Here were the surprises:
1. HSJs are very big on birthdays.
Now, I am too. But just because it's my kid's birthday, or even my husband's or mother's, doesn't mean I am going to stop the clock and ignore everyone else. I found this devoted observance of birthdays surprising and interesting. Growing up, my mother always acknowledged our birthdays with a cake on the Friday night preceding or following our Hebrew birthday, or English. Depending on which came first. Or what else was going on. Occasionally a friend would have party, at home. With homemade cake usually, or something at the local kosher pizza place.
So when people told me they couldn't come to an event or class because it was someone's birthday, I couldn't really wrap my brain around it.
Here's why I think:
In the Orthodox world, people have a lot of kids. And people get married young and have more kids. This means a lot of cousins, neighbors and occasions. For example, in my extended family and community, about once a week, if not more, there is an occasion of some sort: bar/bat mitzvah, upsherin (first haircut for a 3-year-old boy), siyum (celebration of completion of a part of Talmud), wedding, sheva brachos (week-long celebration following the wedding), Jewish holiday, and on and on.
Birthdays, frankly, paled in comparison.
2. HSJs celebrate Valentine's Day.
This was a shocker to me. We couldn't plan an event on Valentine's? Really? For Jews? Wasn't St. Valentine, um, a saint?
Here's why I think:
Hallmark wins on this one, guys. It's succeeded in convincing us that this is not a religious thing, but a moral obligation for all husbands. Jewish guys are menschen, right? So they do the flowers, wine, and chocolate.

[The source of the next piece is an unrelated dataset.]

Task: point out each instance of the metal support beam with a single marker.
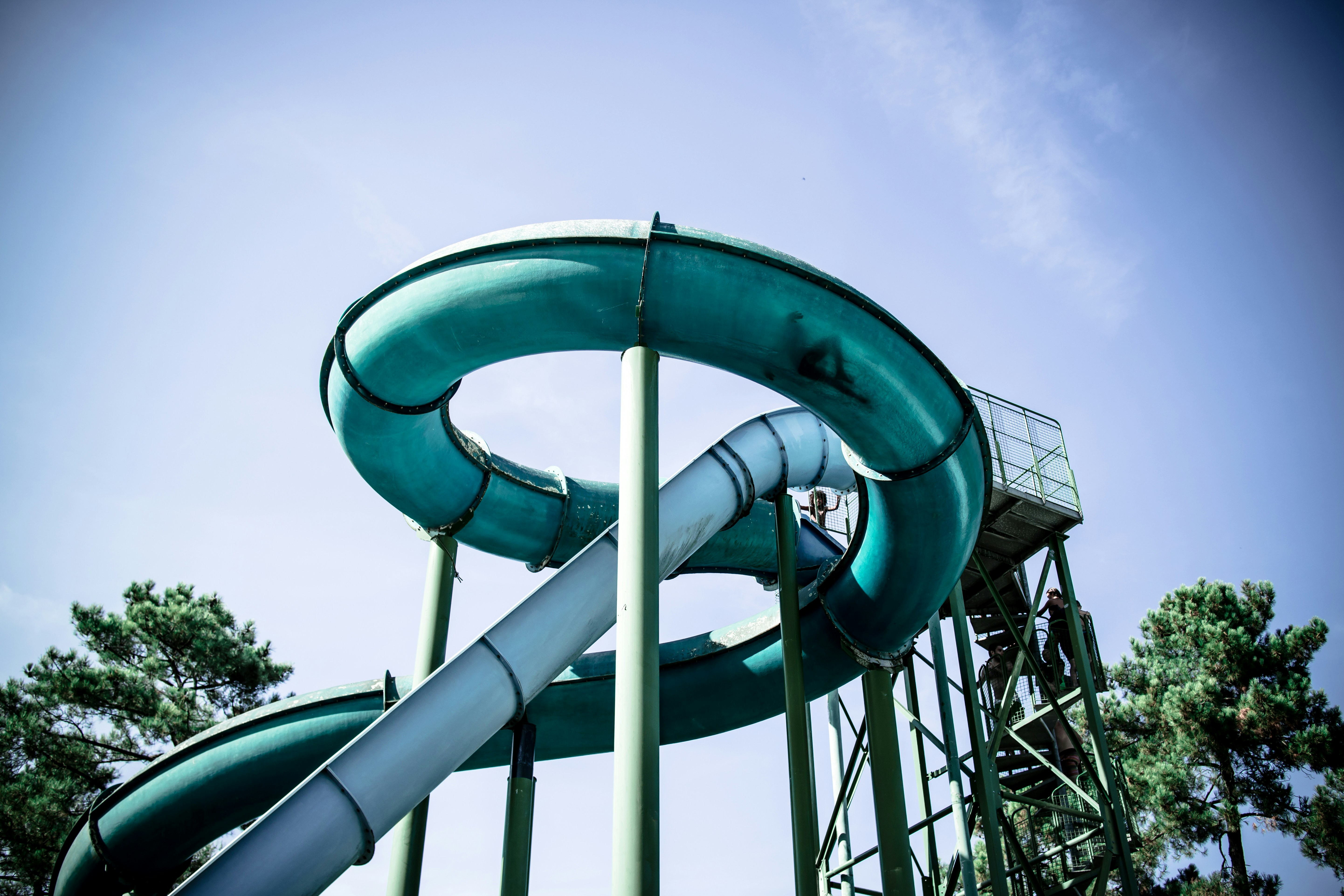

Everyone forgot about the St. and is just trying to stay out of trouble.
3. HSJs live in the car shuffling their kids to sports events and then watch their kids at those events.
My siblings and I were into extra-curricular stuff. But it looked really different from what I saw in BG. I was in the drama group at school, my brothers played football on the front lawn every Sunday, and I took Red Cross first aid and babysitting through my school. My parents never watched us do those things, and I would never have expected them to.
Here's why I think:
I think this one just boils down to not only having a lot of kids, but being a part of a community where lots of people have a lot of kids. Therefore, the soccer mom model is simply not sustainable: not time-wise, and not financially. Expectations are radically different. I used to not get that when people said "How do you manage?" they were thinking of ALL. THAT. DRIVING.
I have enough driving with school carpools, going to friends, and household errands. I could never manage more. Thankfully, no one expect me to, because our community is just not structured that way.
4. Finally, HSJs were extraordinarily touched that we had chosen to live in their community.
I had wondered if anyone would wonder why the riffraff was moving in, but we received such a wonderfully warm welcome. Time and again we were asked if it was hard for us, living away from family, far from the day school, and not in an eruv.
They offered to help with my kids and bring us something kosher from the local bakery, and were thrilled for us when a kosher deli opened in town.
And this, for me, was the best surprise.
Have you ever been in a situation where you learned a lot about a different type of Jew?